Elbek often puts himself through the routine, but on this day, he was busy welcoming people and, every 30 minutes or so, mopping sweat off the floor, the evidence of his extending fitness from himself to others.
Coach Remembered
Behind the successes of the great U.S. women’s soccer team that won the 1996 Olympic gold medal and the 1999 World Cup — emblazoning such names as Brandi Chastain, Mia Hamm, and Julie Foudy in the national sports memory banks — was Tony DiCicco, a man who coached them with an effective low-key style.
Andrew Butcher, head coach of the Santa Barbara High girls’ basketball team, has an everlasting appreciation of DiCicco from reading the soccer coach’s book, Catch Them Being Good: Everything You Need to Know to Successfully Coach Girls.
“He helped me understand things that drove me crazy,” Butcher said, “like a girl I singled out for having a great game, and she starts crying because she feels embarrassed. It’s their pack mentality. Girls like to share, compromise, cooperate. DiCicco pinpoints those things. You have to teach them that standing out isn’t a bad thing if you’re doing good things for the team.”
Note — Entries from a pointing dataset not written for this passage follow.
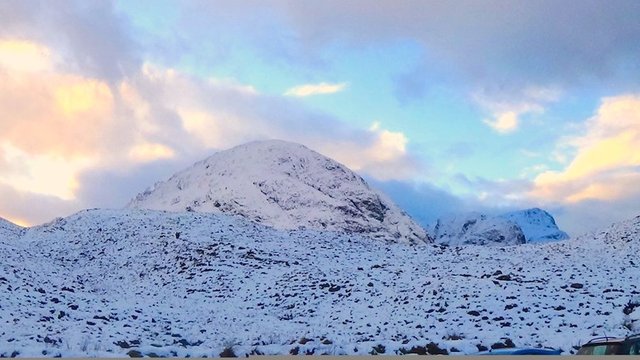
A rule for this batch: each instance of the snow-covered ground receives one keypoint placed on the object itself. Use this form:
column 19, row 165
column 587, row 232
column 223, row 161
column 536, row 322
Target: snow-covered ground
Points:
column 109, row 282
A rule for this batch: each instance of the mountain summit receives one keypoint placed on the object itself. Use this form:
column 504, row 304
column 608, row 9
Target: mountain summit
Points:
column 286, row 186
column 537, row 225
column 9, row 230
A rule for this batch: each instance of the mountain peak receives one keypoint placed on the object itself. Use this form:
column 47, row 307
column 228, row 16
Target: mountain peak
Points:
column 9, row 230
column 537, row 225
column 284, row 185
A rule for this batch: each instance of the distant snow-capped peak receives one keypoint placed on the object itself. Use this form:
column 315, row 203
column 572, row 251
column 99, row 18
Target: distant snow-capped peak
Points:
column 9, row 230
column 517, row 227
column 537, row 225
column 284, row 185
column 476, row 229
Butcher, like any coach, wants his players to be motivated. “When there’s a rebound, you want to get it. You want to get the loose ball. DiCicco was big on winning the 50-50 ball in soccer.”
Winning those balls added up to a pile of victories. DiCicco’s U.S. teams compiled a 103-8-8 record in international matches.
Stricken with cancer, DiCicco died last week at 68. He was the father of four, all boys, but he had lots of girls who fulfilled their dreams with his guidance.
Foresters Player of the Week
Ashton Easley
Easley’s abbreviated season with the Foresters came to a Hollywood ending last Thursday. Due to report back to the Air Force Academy for summer training, the outfielder known as “The Colonel” singled home the winning run in the bottom of the ninth, capping Santa Barbara’s 4-3 comeback win over the So Cal Catch. In 11 games with the Foresters, Easley had a .375 batting average and a .487 on-base percentage. They’ll miss him when the Neptune Beach Pearl, the league’s winningest team from Alameda, visits Pershing Park this weekend. On the Fourth of July, the Foresters will host a 4:30 p.m. game against the Conejo Oaks.